Mergers, they’re a seductive solution to outside threats, huge loss and impending bankruptcy. And lately, the fragmenting media environment has caused such a stir, media mergers—or proposed media mergers—have become somewhat of a trend. But the decline of the NZME/Fairfax merger may be in the companies’ best interests if the research is anything to go by, which puts the fail rate of mergers and acquisitions every year between 70 and 90 percent.
Let’s check out some of the fails contributing to that statistic.
NZME/Fairfax and Vodafone/Sky may have had their mergers declined, but in 2001, American Online bought Time Warner in an effort to create the largest media company in the world. It was intended that Time Warner’s TV and magazine content would complement AOL’s dial-up internet business. But what followed was the loss of AOL’s main source of revenue due to broadband internet connections and in 2009, Time Warner separated entirely from AOL. It’s since been reflected on as one of the most disastrous business combinations in history.
Communications companies Sprint and Nextel Communications also attempted a merger when Sprint acquired a majority stake in Nextel in 2005. The belief was Sprint’s personal cell phones and home service would make a nice marriage with Nextel’s business, infrastructure and transportation market. But following the deal, executives and managers at Nextel left the company as they saw themselves as entrepreneurial while they saw Sprint as bureaucratic. The economy then took a turn for the worse and competition popped up from AT&T, Verizon and Apple. The merger failed and by 2008, USD$30 billion was written off in one-time charges due to impairment to goodwill and its stock was given a junk status.

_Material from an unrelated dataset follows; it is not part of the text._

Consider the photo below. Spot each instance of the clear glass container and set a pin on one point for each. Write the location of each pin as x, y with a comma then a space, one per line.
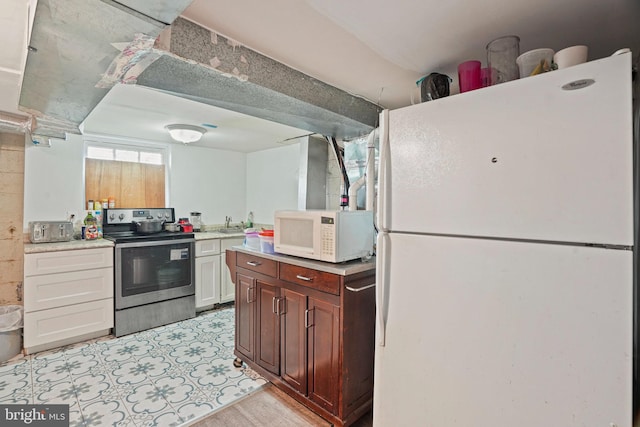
195, 218
501, 59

Last year, there was a bitter-sweet end to a merger when Mondelez, the owner of Cadbury, Oreo and Nabisco, attempted to add Hershey to its list for USD$23 billion. A deal would have created the world’s biggest candy company. However, Hershey’s demand for a higher price and legal uncertainty surrounding its shareholder saw the deal called off.
America could have had an unrivalled paperclip and Post-it note distributor if a proposed Staples/Office Depot merger had gone ahead last year. Facing competition from Amazon, they attempted to become one for the second time in two decades, only for the proposed union to be blocked on competitive grounds. It was a great day for stationery enthusiasts.
In 2008, the owner of Arby’s, a roast beef sandwich restaurant chain, bought another fast-food chain, Wendy’s in a USD$2.3 billion deal. However, Arby’s proved to be the weak link of the two chains and Wendy’s sold it on to Roark Capital Group in 2011 for USD$130 million and an 18.5 percent stake in Arby’s.
A merger between New York Central Railroad and Pennsylvania Railroads in 1968 quickly went off the rails. It was put in play in an effort to keep New York Central Railroad out of bankruptcy, but the new Penn Central Transportation Company filed for bankruptcy two years later.
Childhood staple Mattel dabbled in the educational software market in 1999 and 2000, during which time, it scooped up a near-bankrupt The Learning Company. Unfortunately for Mattel, it fell victim to its acquisition’s USD$206 million loss in 1999 and had to sell The Learning Company as well as lay off staff to cut costs.
When Kmart and Sears faced competition from the likes of Target and Walmart, hedge-fund investor Eddie Lampert bought the two companies and created Sears Holdings. However, the situation didn’t improve and both companies, particularly Sears, went on a downward spiral. Now, there are concerns that if Sears fades away, it would take Kmart with it. The corporate owner of the two companies has also come out this year to say the retailers may not be able to continue operating as brick-and-mortar stores.
Mercedes-Benz manufacturer Daimler-Benz and Chrysler proved it’s important to make sure each other’s cultures line up. In 1998, Daimler-Benz bought Chrysler Corporation for USD$36 billion to form DaimlerChrysler AG. However, Daimler-Benz continued its luxury car making business model while it’s new acquisition went after customers with lower incomes. The cultural differences saw the two sever their ties in 2007.